Когда-то,начал он, я был настоящим Ослом. {516}
Конечно, Пирс уже спал, а может быть, этот гротескный образ сложился позже — «ложная память» о том, как он лежал на кушетке и, натянув плед до самого носа, вытаращив от страха глаза, слушал разглагольствования полой штуковины из бумаги и клея. А может, ни то и ни другое, а просто разыгрывалось ludibrium [85] {517} об осле — спасителе мира по имени Онорио.
Я вырос в окрестностях Фив; однажды я пасся там на обрывистом берегу и увидел чудесный кустик чертополоха, в который возжаждал вонзить свои зубы. Я был уверен, что, вытянув шею, смогу дотянуться до него, и пренебрег Рассудком и здравым природным Смыслом (ибо был всего лишь Ослом); я тянулся все дальше и дальше, пока не упал. Тут мой хозяин увидел, что купил меня для воронья.

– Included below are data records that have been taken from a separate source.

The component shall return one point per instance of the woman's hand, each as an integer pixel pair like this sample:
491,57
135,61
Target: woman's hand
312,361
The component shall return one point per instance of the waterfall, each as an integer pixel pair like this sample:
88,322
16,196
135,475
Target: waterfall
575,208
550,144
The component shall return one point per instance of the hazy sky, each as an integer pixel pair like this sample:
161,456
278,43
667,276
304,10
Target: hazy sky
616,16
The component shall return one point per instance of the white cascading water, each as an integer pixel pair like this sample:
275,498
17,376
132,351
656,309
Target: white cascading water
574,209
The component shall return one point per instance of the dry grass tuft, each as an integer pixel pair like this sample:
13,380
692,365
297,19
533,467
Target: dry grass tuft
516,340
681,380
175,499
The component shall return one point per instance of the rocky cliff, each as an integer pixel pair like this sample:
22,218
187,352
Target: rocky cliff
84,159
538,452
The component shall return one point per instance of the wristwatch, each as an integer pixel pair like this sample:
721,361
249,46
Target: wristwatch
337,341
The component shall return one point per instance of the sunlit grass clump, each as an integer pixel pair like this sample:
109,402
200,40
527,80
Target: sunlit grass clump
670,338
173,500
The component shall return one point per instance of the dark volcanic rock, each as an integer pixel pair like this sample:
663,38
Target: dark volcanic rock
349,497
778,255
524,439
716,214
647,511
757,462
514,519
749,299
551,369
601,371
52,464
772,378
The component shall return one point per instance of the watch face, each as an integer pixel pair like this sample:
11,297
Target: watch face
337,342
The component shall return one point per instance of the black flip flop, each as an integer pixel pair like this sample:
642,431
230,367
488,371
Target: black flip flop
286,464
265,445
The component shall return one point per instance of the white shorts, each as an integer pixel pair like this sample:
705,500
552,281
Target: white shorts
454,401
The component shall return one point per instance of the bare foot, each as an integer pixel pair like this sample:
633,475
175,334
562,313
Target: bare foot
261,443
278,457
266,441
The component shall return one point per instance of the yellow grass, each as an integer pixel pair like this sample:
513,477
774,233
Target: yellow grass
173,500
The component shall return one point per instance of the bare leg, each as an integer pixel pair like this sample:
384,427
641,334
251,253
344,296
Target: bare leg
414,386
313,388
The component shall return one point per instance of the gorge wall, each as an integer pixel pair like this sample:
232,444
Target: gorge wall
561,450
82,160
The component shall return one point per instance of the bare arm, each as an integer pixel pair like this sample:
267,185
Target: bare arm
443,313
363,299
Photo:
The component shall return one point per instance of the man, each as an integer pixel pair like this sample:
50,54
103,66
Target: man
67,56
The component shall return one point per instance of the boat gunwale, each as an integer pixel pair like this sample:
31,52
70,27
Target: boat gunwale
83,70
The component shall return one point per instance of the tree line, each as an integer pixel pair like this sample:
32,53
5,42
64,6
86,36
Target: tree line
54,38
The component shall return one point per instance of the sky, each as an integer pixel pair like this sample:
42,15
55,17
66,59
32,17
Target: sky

Освобожденный от телесной темницы, я стал блуждающим духом без телесных органов; и заметил при этом, что, принадлежа к духовной субстанции, не отличаюсь ни по роду, ни по виду от всех других духов, которые при разложении разных животных и сложных тел немедля отправляются к Перерождению. Я увидел, что Фатум не только в области телесной субстанции создает с одинаковым равнодушием тело Человека и тело Осла, тела животных и тела, считающиеся неодушевленными, но и в области субстанции духовной относится равнодушно к тому, какова душа — ослиная или человеческая, душа, образующая так называемых животных, или душа, находящаяся во всех вещах. Все духи происходят от единого духа, Амфитриты, и вернутся к ней опять.
Так поступил и я: проскакал по полям Элизиума, не испробовав воды быстрой Леты, вместе с толпой теней, главным проводником которой был Меркурий. Я только сделал вид, что пью эту жидкость вместе с другими душами, в действительности же лишь приблизился и коснулся ее губами, чтобы обмануть Стражей, для которых достаточно было видеть мокрыми мой рот и подбородок. Я вернулся через Роговые Врата и — на сей раз по собственному выбору — направился не в нижние глубины, а в горний воздух и спустился у знаменитого ключа Иппокрены на знаменитой горе Парнас и там, хоть Фатум предписывал мне оставаться Ослом, благодаря своей силе вырастил по бокам пару крыльев, вполне достаточных, чтобы поднять груз моего тела. Я стал Летающим Ослом, Пегасом!